As a taxpayer in Canada, it can be tempting to postpone the inevitable. The thought of sifting through receipts, calculating income and expenses, and ensuring all the numbers add up can be daunting. However, having outstanding tax returns or unfiled tax returns can lead to a host of problems.

While this post will explain the most common risks associated with not filing tax returns on time, if you do have an outstanding tax return(s), always speak to an expert at the best CPA firm in Toronto as the best approach for dealing with any unfiled tax returns depends on the specific circumstances unique to your situation.

Know When to File to Avoid Having an Outstanding Tax Return

The deadlines for filing tax returns in Canada are as follows:

If you have a balance owing, you must pay it on or before April 30. Please note that these dates are current at the time of this writing. Always refer to the CRA website for the most recent tax filing deadlines.

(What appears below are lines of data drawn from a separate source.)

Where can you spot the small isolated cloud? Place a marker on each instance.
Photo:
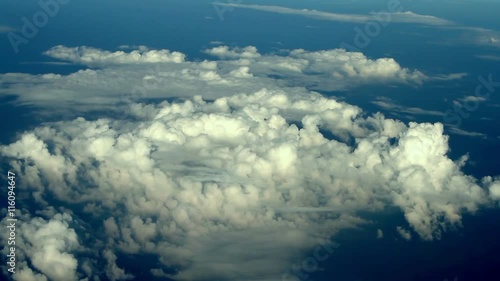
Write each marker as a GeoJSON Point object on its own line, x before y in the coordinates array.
{"type": "Point", "coordinates": [458, 131]}
{"type": "Point", "coordinates": [95, 57]}
{"type": "Point", "coordinates": [6, 29]}
{"type": "Point", "coordinates": [397, 17]}
{"type": "Point", "coordinates": [472, 99]}
{"type": "Point", "coordinates": [380, 234]}
{"type": "Point", "coordinates": [49, 246]}
{"type": "Point", "coordinates": [389, 105]}
{"type": "Point", "coordinates": [405, 234]}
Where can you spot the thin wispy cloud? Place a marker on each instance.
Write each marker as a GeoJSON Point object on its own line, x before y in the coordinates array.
{"type": "Point", "coordinates": [399, 17]}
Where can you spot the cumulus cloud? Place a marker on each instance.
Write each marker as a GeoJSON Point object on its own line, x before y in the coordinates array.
{"type": "Point", "coordinates": [6, 29]}
{"type": "Point", "coordinates": [235, 181]}
{"type": "Point", "coordinates": [48, 246]}
{"type": "Point", "coordinates": [405, 234]}
{"type": "Point", "coordinates": [95, 57]}
{"type": "Point", "coordinates": [123, 76]}
{"type": "Point", "coordinates": [197, 178]}
{"type": "Point", "coordinates": [380, 234]}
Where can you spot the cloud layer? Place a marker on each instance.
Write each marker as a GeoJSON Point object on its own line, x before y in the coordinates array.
{"type": "Point", "coordinates": [237, 181]}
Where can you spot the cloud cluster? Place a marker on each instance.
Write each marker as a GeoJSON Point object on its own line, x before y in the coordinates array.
{"type": "Point", "coordinates": [48, 246]}
{"type": "Point", "coordinates": [235, 181]}
{"type": "Point", "coordinates": [235, 188]}
{"type": "Point", "coordinates": [95, 57]}
{"type": "Point", "coordinates": [162, 74]}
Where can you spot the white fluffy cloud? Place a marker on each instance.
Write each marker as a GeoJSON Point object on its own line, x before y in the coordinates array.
{"type": "Point", "coordinates": [405, 234]}
{"type": "Point", "coordinates": [235, 182]}
{"type": "Point", "coordinates": [161, 74]}
{"type": "Point", "coordinates": [95, 57]}
{"type": "Point", "coordinates": [209, 187]}
{"type": "Point", "coordinates": [48, 246]}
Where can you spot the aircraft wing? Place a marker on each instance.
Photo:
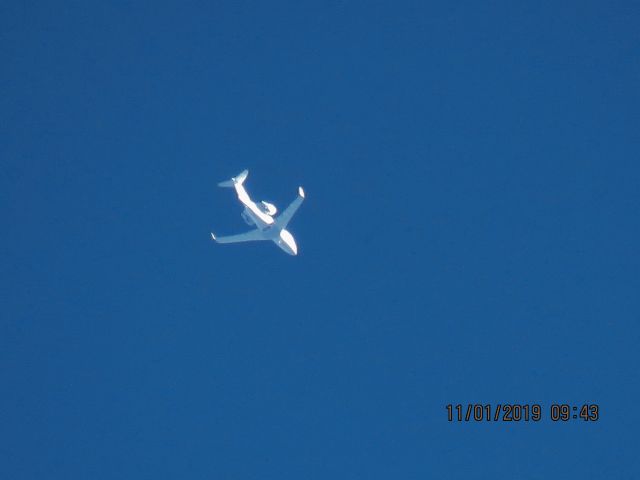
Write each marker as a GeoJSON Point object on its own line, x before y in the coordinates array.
{"type": "Point", "coordinates": [285, 217]}
{"type": "Point", "coordinates": [252, 236]}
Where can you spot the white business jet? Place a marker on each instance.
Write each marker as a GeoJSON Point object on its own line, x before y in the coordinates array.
{"type": "Point", "coordinates": [262, 216]}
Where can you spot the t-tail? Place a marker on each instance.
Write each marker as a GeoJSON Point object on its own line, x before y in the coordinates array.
{"type": "Point", "coordinates": [237, 180]}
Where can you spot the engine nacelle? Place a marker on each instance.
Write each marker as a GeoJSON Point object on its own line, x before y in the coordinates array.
{"type": "Point", "coordinates": [268, 208]}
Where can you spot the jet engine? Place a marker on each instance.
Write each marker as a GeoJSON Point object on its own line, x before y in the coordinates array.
{"type": "Point", "coordinates": [268, 208]}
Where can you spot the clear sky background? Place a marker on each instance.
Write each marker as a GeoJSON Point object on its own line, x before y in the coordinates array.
{"type": "Point", "coordinates": [470, 234]}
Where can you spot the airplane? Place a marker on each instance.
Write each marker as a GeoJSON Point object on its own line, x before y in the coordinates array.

For Canadian businesses, these tax filing deadlines are crucial:

  • Corporation Income Tax Return: You should file your return within six months of the end of each tax year. The tax year of a corporation is its fiscal period. When the corporation’s tax year ends on the last day of a month, file the return by the last day of the sixth month after the end of the tax year. When the last day of the tax year is not the last day of a month, file the return by the same day of the sixth month after the end of the tax year.

Of course, as a business, having unfiled tax returns includes reporting, filing, and remitting GST/HST on time; not doing so can result in similar penalties as an outstanding tax return.

Filing and Payment Deadlines for GST/HST

For self-employed individuals and businesses required to charge and remit GST or HST, the GST/HST filing and payment deadlines in Canada are as follows:

  • Monthly Reporting Period. The filing and payment deadline is one month after the end of the reporting period. For example, if the reporting period ends on July 31, the filing and payment deadline would be August 31.
  • Quarterly Reporting Period. The filing and payment deadline is also one month after the end of the reporting period. For example, if the reporting period ends on March 31, the filing and payment deadline would be April 30.
  • Annual Reporting Period (except for individuals with a December 31 fiscal year-end and business income for income tax purposes). The filing and payment deadline is three months after the fiscal year-end. For example, if the reporting period ends on August 31, the filing and payment deadline would be November 30.
  • Annual Reporting Period (individuals with a December 31 fiscal year-end and business income for income tax purposes) The filing deadline is June 15, but the payment deadline is April 3012.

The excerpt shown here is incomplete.